Économie – Social

Le crédit renouvelable dans le collimateur

Par Dominique Esway, France Bleu lundi 7 septembre 2015 à 16:58

Les crédits renouvelables, une fois de plus dans le collimateur de la Direction de la répression des fraudes. C'est par le biais des cartes de fidélité que les consommateurs se font piéger Dominique Esway

     Et pourtant c'est un domaine où les pouvoirs publics ont beaucoup réglementé. A commencer par la loi Scrivener puis la loi Lagarde. Visiblement cela n'a pas suffit et Benoît Hamon a lui aussi donné l'an dernier un nouveau tour de vis pour assainir les pratiques des organismes de crédit. La Direction de la consommation et de la répression des fraudes est donc partie sur le terrain pour vérifier si tout cela était correctement appliqué. Résultat : sur 199 contrôles dans des magasins mais aussi aux sièges des organismes, les inspecteurs ont relevé 12 % d'anomalies, délivré 17 avertissements, dressé 5 procès verbaux et envoyé 3 injonctions....

En fait ils sont accusés de faire de la vente forcée en quelque sorte ...

     Voici quelques exemples. Vous allez dans un magasin acheter de l'électroménager ou des meubles ou sur un site internet d'ailleurs et on vous propose de prendre la carte de fidélité de l'enseigne en vous expliquant que cela vous donne droit au paiement en trois fois sans frais, ou encore à la livraison gratuite, ou encore à un bon d'achat, ou au prêt d'un véhicule.... Mais on ne vous dit pas qu'en acceptant cette carte de fidélité, vous devenez automatiquement client d'un organisme de crédit et que vous signez pour un crédit renouvelable, souvent assorti d'un taux d'intérêt élevé. Or il est interdit de lier une carte de fidélité et un crédit renouvelable. Mais les consommateurs ne sont pas correctement informés sur les lieux de vente.

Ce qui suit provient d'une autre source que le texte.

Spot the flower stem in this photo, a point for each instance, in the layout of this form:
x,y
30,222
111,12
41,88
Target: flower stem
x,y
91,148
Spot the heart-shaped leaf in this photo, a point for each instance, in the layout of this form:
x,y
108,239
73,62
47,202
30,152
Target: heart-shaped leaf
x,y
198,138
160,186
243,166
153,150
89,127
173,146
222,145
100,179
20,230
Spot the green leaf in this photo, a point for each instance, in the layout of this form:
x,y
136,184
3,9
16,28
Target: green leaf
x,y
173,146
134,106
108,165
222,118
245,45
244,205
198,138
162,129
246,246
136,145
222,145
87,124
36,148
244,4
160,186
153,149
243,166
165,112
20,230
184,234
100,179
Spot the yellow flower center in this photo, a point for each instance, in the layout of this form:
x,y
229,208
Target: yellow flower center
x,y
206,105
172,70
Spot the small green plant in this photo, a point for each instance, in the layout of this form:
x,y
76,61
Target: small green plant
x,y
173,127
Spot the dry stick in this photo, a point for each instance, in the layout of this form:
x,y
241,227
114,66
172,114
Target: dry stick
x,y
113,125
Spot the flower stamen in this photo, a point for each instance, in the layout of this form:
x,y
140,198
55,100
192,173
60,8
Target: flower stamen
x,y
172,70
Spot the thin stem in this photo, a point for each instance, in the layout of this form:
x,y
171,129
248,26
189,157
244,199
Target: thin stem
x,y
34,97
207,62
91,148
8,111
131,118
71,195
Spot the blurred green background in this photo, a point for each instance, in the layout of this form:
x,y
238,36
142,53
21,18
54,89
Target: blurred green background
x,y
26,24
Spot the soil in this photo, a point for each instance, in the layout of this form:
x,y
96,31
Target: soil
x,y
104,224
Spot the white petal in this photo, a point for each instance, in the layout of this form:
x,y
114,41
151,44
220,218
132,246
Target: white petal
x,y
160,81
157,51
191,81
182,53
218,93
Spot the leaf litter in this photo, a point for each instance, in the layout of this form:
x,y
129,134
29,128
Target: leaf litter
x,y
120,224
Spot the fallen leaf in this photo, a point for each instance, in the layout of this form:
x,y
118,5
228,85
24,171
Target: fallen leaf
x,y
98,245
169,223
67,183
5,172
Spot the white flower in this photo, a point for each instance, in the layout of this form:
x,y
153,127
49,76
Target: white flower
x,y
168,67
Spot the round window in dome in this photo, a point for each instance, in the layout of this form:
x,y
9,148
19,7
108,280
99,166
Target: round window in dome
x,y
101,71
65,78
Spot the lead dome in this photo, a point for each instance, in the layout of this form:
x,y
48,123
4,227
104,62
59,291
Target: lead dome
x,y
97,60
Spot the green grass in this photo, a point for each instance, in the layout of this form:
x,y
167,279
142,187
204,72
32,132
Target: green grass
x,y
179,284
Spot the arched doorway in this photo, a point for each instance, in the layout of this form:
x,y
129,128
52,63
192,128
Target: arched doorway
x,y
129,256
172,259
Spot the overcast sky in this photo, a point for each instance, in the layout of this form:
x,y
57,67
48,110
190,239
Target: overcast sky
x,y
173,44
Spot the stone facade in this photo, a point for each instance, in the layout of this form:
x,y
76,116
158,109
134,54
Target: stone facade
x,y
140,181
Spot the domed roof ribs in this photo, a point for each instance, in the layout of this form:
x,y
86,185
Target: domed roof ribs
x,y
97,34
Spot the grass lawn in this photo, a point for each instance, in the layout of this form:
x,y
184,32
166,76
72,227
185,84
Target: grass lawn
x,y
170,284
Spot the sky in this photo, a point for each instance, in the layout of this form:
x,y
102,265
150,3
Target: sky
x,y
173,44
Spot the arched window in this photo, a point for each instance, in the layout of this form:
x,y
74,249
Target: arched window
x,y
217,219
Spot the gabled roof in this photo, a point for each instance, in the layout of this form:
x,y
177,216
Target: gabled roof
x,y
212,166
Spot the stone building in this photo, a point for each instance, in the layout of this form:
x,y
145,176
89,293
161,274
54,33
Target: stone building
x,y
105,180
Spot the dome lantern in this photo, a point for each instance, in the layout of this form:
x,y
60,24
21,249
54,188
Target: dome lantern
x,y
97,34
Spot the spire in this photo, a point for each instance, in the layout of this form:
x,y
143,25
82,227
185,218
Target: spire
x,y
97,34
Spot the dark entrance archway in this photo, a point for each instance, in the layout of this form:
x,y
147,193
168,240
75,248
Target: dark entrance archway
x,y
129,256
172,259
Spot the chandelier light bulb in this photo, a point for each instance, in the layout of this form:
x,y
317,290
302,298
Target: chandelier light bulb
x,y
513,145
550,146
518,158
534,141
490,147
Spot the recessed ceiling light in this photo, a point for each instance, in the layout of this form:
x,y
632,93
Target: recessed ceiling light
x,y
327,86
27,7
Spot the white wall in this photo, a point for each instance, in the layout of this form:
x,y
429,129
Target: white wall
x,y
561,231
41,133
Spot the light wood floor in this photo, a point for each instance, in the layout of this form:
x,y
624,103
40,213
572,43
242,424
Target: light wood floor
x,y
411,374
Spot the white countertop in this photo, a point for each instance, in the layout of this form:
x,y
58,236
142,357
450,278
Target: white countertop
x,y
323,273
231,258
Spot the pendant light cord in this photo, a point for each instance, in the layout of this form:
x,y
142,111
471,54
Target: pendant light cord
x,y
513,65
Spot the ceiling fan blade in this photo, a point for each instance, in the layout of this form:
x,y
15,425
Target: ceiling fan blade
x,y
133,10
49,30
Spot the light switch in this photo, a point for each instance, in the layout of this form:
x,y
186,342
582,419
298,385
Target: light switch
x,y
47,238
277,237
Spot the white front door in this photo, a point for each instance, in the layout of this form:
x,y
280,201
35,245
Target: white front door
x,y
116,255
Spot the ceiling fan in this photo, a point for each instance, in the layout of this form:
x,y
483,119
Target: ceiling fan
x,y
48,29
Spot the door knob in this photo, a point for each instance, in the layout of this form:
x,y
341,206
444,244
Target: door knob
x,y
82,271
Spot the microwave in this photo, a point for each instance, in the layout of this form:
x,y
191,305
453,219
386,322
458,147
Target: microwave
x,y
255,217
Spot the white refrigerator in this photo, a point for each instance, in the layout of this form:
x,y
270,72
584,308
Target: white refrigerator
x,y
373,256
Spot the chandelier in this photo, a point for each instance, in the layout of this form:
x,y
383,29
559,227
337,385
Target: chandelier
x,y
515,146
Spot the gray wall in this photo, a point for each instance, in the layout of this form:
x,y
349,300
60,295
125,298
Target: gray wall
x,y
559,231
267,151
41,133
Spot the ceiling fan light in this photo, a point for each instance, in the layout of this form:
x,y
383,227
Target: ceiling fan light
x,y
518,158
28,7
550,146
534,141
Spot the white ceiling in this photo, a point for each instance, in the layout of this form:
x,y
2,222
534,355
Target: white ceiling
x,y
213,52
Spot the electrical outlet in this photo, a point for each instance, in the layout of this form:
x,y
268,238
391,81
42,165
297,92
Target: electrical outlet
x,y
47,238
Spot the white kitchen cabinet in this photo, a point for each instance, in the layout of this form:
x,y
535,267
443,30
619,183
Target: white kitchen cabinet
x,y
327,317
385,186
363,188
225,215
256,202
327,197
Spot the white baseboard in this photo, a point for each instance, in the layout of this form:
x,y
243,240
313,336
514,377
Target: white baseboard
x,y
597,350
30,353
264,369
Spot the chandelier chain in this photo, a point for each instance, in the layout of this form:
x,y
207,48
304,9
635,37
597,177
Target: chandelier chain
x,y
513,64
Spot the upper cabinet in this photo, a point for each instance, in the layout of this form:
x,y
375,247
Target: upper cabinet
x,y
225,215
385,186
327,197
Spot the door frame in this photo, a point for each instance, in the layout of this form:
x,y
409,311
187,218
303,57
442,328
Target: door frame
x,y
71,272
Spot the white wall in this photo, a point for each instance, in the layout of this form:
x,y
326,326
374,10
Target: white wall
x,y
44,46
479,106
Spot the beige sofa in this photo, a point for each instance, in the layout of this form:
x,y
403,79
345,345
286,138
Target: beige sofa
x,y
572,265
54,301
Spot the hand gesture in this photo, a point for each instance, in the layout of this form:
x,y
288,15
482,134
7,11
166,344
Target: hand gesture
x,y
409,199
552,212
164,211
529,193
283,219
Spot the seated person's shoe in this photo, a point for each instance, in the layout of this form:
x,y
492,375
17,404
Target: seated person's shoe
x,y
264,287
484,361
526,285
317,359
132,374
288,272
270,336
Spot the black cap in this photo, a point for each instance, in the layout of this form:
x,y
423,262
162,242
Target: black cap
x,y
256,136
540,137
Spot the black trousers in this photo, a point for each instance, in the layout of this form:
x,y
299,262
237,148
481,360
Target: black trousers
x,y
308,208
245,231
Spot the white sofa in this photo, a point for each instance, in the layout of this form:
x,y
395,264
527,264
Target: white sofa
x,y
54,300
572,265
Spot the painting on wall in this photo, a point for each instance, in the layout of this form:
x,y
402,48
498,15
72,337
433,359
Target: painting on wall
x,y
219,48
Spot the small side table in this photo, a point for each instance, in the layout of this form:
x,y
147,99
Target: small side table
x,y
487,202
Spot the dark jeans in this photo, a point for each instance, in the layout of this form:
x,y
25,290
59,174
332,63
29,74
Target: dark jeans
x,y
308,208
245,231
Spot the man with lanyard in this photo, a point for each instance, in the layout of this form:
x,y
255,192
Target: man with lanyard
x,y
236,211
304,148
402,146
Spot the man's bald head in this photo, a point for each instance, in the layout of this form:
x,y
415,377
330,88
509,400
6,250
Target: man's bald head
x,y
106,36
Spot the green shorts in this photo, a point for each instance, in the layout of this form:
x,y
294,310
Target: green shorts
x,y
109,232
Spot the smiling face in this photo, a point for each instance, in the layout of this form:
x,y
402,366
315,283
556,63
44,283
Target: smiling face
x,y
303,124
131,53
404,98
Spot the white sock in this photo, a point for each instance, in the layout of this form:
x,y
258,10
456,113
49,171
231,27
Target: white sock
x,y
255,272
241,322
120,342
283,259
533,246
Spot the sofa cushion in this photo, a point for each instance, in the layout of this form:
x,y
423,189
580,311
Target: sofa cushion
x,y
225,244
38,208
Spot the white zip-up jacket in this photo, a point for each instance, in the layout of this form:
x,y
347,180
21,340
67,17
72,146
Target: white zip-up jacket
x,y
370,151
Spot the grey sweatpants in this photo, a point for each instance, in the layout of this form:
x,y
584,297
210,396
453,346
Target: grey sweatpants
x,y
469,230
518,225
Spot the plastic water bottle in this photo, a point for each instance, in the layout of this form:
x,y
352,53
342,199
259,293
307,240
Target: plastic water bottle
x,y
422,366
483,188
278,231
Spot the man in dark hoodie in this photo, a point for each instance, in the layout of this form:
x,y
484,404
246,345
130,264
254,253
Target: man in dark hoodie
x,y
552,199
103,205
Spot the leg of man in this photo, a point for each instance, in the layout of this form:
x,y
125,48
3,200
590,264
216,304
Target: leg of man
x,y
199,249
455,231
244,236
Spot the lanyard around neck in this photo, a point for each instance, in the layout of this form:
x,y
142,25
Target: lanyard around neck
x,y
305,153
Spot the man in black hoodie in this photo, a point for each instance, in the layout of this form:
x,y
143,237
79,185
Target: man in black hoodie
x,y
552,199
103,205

Et il y a d'autres critiques

     De plus en plus, quand les consommateurs signent avec un organisme de crédit, c'est sur une tablette numérique que le vendeur leur présente et non plus sur un contrat imprimé sur papier. Difficile de lire le contrat dans ces conditions. Autre reproche : au lieu de présenter deux options de paiement au client, au comptant ou à crédit, les organismes leur présentent quatre options ce qui complique les choses. Enfin dans les espaces où l'on signe ces contrats, les bureaux sont trop rapprochés les uns des autres. Or on vous demande de détailler votre situation familiale et financière, ce qui exige plus de confidentialité. Rien de franchement illégal mais la direction de la consommation et de la répression des fraudes va rester vigilante.